From astrophysics to fine art, this Ivy League student did an academic 180
Courtesy of Harry Galiano
At the end of his freshman year, Harry Galiano switched majors from astrophysics to fine art with a minor in architecture. Now, a few weeks into his sophomore year at the University of Pennsylvania, he is working out of passion instead of obligation.
Galiano realized he wanted to make the switch when he was sketching late at night while hanging out with some friends.
“I was thinking about what was really keeping me from making that transition, because I saw everyone around me pursuing what they were truly passionate about,” he said.
The only worry on Galiano’s mind was his parents’ reaction. But, after calling them, he was encouraged to go for it.
“Once they let me know they were comfortable with my decision and they supported me, it was the final straw in my decision,” he said.
Galiano’s biggest worry was the lack of job security in the arts because the job market is so saturated. He decided to take architecture as a minor as a back-up plan for a “real job,” but it still gave him enough time to paint everyday.

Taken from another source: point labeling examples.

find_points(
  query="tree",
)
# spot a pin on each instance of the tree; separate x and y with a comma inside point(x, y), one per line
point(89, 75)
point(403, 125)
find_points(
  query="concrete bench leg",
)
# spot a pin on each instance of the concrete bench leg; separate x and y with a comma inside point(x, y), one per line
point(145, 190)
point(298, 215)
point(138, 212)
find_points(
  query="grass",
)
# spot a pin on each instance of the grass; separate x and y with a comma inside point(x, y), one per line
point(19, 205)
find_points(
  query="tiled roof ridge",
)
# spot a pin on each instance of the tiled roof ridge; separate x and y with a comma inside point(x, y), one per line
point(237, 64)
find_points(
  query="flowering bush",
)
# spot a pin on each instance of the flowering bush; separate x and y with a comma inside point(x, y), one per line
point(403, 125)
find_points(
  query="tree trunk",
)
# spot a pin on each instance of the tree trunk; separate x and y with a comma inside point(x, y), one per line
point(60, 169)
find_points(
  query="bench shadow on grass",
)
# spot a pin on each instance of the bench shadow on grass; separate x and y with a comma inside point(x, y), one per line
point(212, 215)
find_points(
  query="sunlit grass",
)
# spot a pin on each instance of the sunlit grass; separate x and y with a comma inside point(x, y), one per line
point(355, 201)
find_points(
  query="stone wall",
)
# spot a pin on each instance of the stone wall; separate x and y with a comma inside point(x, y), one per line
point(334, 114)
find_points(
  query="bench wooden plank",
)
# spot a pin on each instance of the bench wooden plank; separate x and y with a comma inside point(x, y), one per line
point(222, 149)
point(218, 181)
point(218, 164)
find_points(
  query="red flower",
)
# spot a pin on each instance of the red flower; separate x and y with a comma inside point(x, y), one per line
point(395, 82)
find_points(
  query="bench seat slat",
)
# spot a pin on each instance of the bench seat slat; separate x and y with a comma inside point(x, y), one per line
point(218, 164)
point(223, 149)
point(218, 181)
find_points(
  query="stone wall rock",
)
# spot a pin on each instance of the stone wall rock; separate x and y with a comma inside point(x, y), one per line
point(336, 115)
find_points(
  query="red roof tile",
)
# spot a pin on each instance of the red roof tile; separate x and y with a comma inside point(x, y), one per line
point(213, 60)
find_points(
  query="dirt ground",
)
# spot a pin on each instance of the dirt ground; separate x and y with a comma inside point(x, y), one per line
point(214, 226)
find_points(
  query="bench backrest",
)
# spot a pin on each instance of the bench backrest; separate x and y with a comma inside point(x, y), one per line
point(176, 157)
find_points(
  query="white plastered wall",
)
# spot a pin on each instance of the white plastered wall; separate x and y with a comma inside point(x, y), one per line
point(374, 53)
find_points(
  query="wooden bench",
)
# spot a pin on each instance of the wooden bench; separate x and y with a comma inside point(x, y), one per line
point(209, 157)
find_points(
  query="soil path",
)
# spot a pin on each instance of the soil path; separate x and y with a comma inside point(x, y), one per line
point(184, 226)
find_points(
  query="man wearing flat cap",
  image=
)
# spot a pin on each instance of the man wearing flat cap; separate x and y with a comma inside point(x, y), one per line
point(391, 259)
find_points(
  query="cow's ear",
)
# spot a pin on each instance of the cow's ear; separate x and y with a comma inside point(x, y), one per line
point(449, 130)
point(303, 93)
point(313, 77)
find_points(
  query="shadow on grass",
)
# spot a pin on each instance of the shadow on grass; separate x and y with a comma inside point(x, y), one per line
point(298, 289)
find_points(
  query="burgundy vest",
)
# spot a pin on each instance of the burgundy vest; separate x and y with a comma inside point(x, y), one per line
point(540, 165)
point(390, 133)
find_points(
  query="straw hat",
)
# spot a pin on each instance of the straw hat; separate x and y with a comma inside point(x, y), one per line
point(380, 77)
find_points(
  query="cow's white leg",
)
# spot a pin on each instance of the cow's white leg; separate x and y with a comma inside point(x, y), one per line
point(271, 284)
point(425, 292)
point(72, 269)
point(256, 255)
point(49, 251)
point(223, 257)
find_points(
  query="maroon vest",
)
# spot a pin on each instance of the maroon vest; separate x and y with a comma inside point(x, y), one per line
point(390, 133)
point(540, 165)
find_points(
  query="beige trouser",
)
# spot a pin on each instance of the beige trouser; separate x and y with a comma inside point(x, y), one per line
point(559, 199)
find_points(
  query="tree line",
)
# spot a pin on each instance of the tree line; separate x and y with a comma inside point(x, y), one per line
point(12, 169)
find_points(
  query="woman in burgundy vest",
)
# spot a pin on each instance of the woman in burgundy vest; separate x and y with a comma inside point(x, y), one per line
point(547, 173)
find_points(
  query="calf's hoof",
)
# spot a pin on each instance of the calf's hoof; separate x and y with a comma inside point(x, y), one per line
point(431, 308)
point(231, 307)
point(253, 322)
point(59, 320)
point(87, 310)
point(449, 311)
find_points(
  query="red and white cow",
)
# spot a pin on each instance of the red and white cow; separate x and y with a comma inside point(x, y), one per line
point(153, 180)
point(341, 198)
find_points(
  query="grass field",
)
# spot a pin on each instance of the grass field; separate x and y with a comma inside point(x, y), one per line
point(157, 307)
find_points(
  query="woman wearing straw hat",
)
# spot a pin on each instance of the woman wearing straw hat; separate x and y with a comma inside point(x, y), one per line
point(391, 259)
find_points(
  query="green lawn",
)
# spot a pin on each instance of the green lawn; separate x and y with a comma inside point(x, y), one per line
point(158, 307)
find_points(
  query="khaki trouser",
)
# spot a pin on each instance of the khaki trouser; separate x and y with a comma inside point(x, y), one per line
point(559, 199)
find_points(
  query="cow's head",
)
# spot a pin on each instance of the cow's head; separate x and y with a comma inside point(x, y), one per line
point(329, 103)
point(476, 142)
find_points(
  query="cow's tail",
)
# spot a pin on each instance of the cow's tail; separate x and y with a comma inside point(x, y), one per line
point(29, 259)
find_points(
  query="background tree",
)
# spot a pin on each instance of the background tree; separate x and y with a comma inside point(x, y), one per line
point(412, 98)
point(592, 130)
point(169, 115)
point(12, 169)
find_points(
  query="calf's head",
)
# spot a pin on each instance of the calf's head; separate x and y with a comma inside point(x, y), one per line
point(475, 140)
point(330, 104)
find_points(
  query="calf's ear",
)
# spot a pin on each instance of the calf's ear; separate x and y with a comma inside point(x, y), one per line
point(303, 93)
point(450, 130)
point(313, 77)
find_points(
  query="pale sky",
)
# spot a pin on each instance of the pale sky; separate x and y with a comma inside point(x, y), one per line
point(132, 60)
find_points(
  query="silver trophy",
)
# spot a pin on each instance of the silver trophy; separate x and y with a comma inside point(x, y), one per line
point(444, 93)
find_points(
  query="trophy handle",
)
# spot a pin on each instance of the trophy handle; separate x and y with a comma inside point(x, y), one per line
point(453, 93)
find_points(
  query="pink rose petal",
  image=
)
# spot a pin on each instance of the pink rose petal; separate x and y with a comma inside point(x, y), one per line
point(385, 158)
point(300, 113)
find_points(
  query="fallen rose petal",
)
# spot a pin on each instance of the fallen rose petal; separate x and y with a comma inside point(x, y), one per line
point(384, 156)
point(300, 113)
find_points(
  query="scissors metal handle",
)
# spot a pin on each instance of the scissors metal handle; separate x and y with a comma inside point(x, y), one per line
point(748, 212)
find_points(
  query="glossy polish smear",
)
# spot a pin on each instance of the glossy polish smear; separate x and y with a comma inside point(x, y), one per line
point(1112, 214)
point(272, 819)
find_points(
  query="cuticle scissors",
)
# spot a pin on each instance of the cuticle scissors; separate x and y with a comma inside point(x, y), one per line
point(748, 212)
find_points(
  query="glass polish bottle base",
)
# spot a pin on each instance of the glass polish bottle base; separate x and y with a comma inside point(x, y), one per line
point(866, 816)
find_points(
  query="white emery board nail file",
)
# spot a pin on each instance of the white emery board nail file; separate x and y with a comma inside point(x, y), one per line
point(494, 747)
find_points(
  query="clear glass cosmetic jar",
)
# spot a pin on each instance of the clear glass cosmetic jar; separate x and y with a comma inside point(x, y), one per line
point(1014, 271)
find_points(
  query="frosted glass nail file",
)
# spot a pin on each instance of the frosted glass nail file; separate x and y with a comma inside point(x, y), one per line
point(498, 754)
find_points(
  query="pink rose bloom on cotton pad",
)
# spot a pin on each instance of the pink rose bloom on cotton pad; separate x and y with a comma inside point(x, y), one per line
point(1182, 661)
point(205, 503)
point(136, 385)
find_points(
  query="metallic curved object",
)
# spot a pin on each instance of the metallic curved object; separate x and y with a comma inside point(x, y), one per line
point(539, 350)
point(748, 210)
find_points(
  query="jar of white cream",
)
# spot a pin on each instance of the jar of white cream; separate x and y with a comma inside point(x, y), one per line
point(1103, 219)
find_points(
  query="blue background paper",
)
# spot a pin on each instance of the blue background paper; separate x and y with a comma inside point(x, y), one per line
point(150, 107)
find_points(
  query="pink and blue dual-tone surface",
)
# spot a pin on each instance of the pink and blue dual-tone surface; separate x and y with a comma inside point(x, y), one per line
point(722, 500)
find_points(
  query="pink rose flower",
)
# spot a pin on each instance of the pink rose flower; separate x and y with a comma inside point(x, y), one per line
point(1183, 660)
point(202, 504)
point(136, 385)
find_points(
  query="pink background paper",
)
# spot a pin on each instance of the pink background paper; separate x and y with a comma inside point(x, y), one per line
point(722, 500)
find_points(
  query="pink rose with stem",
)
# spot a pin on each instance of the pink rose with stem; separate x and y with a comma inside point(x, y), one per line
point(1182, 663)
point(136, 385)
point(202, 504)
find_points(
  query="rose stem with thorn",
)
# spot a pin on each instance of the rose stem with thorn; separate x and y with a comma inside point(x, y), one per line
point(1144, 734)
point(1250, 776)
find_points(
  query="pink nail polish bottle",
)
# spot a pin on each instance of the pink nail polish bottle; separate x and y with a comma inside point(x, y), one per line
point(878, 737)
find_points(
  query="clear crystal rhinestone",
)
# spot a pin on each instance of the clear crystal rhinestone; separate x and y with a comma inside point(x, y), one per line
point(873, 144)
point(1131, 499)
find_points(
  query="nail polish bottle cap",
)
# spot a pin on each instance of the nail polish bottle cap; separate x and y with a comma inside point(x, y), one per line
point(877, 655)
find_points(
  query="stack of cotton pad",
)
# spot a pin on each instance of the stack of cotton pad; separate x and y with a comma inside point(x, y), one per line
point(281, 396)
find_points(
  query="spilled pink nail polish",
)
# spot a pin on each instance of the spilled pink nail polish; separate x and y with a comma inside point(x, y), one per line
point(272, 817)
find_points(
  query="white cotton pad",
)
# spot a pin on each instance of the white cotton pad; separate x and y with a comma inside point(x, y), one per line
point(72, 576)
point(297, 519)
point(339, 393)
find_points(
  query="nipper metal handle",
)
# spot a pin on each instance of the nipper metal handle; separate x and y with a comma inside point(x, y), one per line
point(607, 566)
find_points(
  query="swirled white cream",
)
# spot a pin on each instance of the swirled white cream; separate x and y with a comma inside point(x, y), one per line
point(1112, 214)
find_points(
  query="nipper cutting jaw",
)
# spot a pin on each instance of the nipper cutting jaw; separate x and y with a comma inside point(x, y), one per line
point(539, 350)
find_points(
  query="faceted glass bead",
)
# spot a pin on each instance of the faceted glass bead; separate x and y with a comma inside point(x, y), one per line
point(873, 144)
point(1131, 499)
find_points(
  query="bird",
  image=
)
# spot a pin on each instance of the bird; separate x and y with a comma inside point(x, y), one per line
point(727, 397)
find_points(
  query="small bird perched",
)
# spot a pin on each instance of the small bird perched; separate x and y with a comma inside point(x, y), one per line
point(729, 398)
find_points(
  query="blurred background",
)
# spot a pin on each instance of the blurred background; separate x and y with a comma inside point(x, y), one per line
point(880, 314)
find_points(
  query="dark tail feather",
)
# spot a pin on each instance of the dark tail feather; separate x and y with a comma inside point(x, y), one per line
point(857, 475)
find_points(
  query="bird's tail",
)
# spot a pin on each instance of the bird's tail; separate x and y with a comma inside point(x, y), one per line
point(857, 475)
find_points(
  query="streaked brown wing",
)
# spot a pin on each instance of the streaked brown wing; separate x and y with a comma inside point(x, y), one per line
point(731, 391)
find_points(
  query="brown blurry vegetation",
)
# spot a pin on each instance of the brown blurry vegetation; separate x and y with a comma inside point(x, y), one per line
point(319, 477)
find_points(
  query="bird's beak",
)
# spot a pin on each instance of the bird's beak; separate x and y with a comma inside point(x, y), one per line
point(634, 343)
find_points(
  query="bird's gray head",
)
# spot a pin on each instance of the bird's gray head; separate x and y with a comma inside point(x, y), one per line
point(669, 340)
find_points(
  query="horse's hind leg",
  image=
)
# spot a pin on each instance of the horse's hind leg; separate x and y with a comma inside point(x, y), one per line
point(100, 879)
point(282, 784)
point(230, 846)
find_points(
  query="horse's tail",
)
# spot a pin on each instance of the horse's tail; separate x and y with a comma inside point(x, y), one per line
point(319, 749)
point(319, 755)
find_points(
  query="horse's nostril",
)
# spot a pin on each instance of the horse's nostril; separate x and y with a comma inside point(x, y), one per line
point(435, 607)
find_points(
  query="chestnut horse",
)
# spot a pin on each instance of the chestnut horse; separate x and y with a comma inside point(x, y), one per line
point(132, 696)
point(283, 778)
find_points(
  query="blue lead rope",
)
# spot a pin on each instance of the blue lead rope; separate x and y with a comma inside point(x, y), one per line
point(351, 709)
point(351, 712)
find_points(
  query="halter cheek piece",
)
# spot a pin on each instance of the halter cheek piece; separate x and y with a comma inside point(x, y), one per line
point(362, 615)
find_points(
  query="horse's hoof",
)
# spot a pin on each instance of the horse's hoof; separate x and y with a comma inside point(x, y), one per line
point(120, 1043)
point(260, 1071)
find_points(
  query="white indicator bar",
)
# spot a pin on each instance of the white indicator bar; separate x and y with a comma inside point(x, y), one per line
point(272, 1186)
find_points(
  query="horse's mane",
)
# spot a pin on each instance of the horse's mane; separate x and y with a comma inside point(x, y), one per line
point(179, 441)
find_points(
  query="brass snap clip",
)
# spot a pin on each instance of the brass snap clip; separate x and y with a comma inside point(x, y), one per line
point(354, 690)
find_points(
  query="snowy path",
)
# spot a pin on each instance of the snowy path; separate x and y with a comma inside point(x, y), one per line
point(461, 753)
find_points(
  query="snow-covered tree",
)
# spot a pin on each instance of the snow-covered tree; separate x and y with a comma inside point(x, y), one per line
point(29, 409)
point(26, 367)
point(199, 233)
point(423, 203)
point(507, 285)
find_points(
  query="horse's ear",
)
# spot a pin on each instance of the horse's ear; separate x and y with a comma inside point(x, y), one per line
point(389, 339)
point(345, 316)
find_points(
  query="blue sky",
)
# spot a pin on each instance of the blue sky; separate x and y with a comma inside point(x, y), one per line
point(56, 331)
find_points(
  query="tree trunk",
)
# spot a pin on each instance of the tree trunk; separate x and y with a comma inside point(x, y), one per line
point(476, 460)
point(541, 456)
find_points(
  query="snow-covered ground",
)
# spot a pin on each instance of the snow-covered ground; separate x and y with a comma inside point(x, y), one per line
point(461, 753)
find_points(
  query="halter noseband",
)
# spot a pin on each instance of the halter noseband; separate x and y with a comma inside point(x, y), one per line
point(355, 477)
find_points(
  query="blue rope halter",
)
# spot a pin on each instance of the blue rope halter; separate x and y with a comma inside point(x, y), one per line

“It would allow me to be happy and do what I feel I do best and what I could most fortuitously give to the world,” he said.
Courtesy of Harry Galiano
To the surprise of others, Galiano puts the same amount of time and effort into his art major that he did into astrophysics. He dedicates time in the studio outside of classes and about three to four hours on the weekends. Instead of memorizing equations, Galiano spends his time drawing, painting and researching different artists.
Since his decision, he hasn’t looked back.
“I figured if I wasn’t going be able to give the world what I was truly best at, then I don’t know if I would want to do this at all,” he said.
To improve his technique, Galiano focuses on his own facial and body features to tell his story. At first, his art was almost cartoonish and would be caricatures of himself.
“It’s a lot of introspection,” he said. “Features that I would notice in myself and drawing myself in different aspects.”
Even if Galiano weren’t drawing from himself directly, he would subconsciously incorporate different characteristics of his face and body.
“A lot of the scenes in my paper are sometimes isolation, contemplation and sitting down, or a lot of it is family,” he said.
Over the summer, Galiano finished a portrait of his father sitting in a restaurant talking on the phone. It was important to capture his father’s spirit and determination as the caregiver, breadwinner and provider of the family. The piece shows Galiano’s father concentrating on the phone call, every detail of his face and flesh reflecting the moment. Critters line the painting to “represent demons that he has to fight on a day-to-day basis,” Galiano said.
In the time since Galiano’s big decision, he’s made significant strides toward his career. He landed an internship at Artist-In-Residence, a program that offers six artists free studio time and space. As an intern, Galiano helped with installations, exhibitions and reached out to other networks for marketing and advertising opportunities.
“I’m a fan of staying busy, but sometimes that’s all work, but now I feel like it’s going toward something,” Galiano said.
Looking ahead, Galiano is working on producing a photo book that exposes poverty against luxury in Los Angeles.
“It’s kind of different when you’re working towards something because you have to and working towards something because you want to,” he said.